I’ve been thinking about envelopes and morphology a bunch lately. For one, trying to generate more temporal/morphological information from onsets and short attacks, but also how to better capture or analyze that information.
A while back I was looking at linear regression as a better summary statistic, which I quite like, particularly since the formula also spits out an r2 value, which seems to indicate a kind of confidence of the slope. So in that I feel like it gives you a derivative-esque measure of contour, but also how much that is the case.
Either way, these are summary statistics.
What I’m thinking about, and asking here, is if there’s a way to represent the envelope or contour that 1) can be some kind of summary and 2) can be queried in a variety of states.
By 1) I mean, not having the information for every single frame. For a low number of analysis frames, that’s fine, but if it’s a longer sample, having hundreds (or more) of frames, per sample, starts getting unwieldy.

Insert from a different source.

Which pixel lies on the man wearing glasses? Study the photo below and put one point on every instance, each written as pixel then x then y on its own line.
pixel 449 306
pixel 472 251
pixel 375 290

By 2) I mean being able to query based on transformations of that contour.
Here’s some visual reference as to what I mean.
Say I have some kind of contour (be it loudness, centroid, whatever) that looks like this:
So a way to represent that that isn’t a list of 7 numbers (or 7 x/y pairs more likely), for both efficiency, but also to have it to be robust to transformations.
For example, if I wanted to have this contour match highly things that look like this:
So the individual values would be different, but the overall gesture or contour is “the same”. For the offset stuff, it would be easy to just store delta values, and then it doesn’t matter where in the overall space it falls. I guess it’s more complicated for scaled versions.
But what I find more interesting here is to have this be applicable to difference scales of time:
Here, I’ve literally just dragged function
to make it appear longer, but this would potentially be the same kind of contour but made up of a different amount of individual points.
The overall idea here would be that I can have any given contour/envelope and query via that as an initial way to cut down on the overall corpus/dataset, and then match for specific ranges/values after that. This way I could match via contour or gesture in a manner that is divorced from duration and temporality. A way to side-step my “short analysis window and long samples to playback” problem.
Metaphor wise, it also makes sense to me in a vector vs raster way, where I’d like to have vector representations of the contours, which can be queried with, that is divorced from the per-pixel/per-sample counterparts.
Is this a thing?